Os atores também nos ajudam muito a voltar ao Século XIX em Portugal, principalmente Adriano Luz (Padre Diniz), Maria João Bastos (Àngela de Lima), Ricardo Pereira (Alberto de Magalhães), Clotilde Hesme (Elisa de Monfort) e Rui Morrison (Marquês de Montezelos). Suas performances quietas, resolutas (com a exceção de Ricardo Pereira, que causa faíscas na trama), nos transportam a um outro tempo, onde se apressar era considerado indigno de um aristocrata, ser filho bastardo era uma inglória inescapável, não ser o primogênito definia o seu destino, e duelos resolviam questões de honra. A trama é labiríntica, e o que começa com um menino, chamado apenas de João, procurando por seus pais e sendo ajudado por Padre Diniz, acaba desembocando em diversas outras tramas que nascem umas das outras, com personagens que inclusive adotam múltiplas personalidades, e tudo isso demanda muita atenção do espectador, para não se perder. Com algumas imagens oníricas, Raúl Ruiz reforça o romantismo de uma época, sendo ajudado pelo roteiro de Carlos Saboga, a trilha de Jorge Arriagada (chileno como o diretor, e parceiro de sua carreira desde o começo) e principalmente pela sensacional fotografia de André Szankowski (brasileiro de nascimento, mas que constrói sua carreira em Portugal). A fotografia evoca quadros da época, e cada frame é de uma poesia irretocável. É das melhores fotografias dos últimos tempos, até por se casar com o estilo do filme à perfeição.

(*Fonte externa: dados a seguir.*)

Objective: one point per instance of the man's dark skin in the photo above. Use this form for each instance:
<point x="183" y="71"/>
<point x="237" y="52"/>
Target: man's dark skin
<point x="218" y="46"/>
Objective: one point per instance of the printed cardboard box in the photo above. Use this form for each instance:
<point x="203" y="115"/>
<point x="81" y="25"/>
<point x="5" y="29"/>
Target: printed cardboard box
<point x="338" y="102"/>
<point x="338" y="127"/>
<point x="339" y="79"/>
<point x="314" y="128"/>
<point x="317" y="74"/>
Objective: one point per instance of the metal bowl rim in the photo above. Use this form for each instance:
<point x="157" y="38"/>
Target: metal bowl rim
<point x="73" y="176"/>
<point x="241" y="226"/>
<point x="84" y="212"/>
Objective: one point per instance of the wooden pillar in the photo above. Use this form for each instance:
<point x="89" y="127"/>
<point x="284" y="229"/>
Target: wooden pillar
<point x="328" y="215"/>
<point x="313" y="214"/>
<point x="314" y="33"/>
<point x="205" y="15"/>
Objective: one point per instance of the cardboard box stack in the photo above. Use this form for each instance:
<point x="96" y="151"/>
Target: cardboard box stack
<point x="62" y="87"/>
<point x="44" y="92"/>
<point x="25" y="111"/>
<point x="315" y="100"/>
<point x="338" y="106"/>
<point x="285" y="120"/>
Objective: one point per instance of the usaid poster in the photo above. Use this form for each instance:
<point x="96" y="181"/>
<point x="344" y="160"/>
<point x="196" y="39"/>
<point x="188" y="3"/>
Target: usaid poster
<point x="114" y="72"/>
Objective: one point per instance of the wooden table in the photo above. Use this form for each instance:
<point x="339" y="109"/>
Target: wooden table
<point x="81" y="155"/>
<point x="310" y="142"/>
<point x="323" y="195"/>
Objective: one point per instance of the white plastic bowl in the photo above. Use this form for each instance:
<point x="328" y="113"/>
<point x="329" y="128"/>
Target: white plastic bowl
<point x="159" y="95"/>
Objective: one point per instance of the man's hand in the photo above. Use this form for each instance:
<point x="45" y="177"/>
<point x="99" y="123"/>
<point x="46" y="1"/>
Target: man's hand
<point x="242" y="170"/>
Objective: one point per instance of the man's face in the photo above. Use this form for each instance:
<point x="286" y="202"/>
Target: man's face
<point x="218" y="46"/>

Mistérios de Lisboa é um belo filme, que conquista os cinéfilos, os apaixonados por literatura (principalmente de grandes romances antigos), e igualmente os interessados pelas tradições e costumes do Século XIX. Devido ao ritmo lento do filme e à sua metragem, porém, é inegável que o público-alvo dele é restrito (poucos têm disposição para ver um filme de mais de quatro horas, e ainda mais um filme lento). Talvez até ajude vê-lo como se fosse uma minissérie mesmo, aos poucos (inclusive existe a versão para a TV portuguesa, de quase seis horas, mas Raúl Ruiz prefere a cinematográfica), para evitar um cansaço que prejudique o prazer do espectador. Principalmente levando-se em conta que Camilo Castelo Branco o escreveu assim, sendo publicado periodicamente no Diário portuense O Nacional, em 1854. Isso numa época em que romances deste quilate eram publicados diariamente em jornais para atrair o público, que os comprava majoritariamente por causa desses romances de escritores famosos, e não para ler notícias. O mundo avançou demais desde 1854, mas obviamente não em tudo.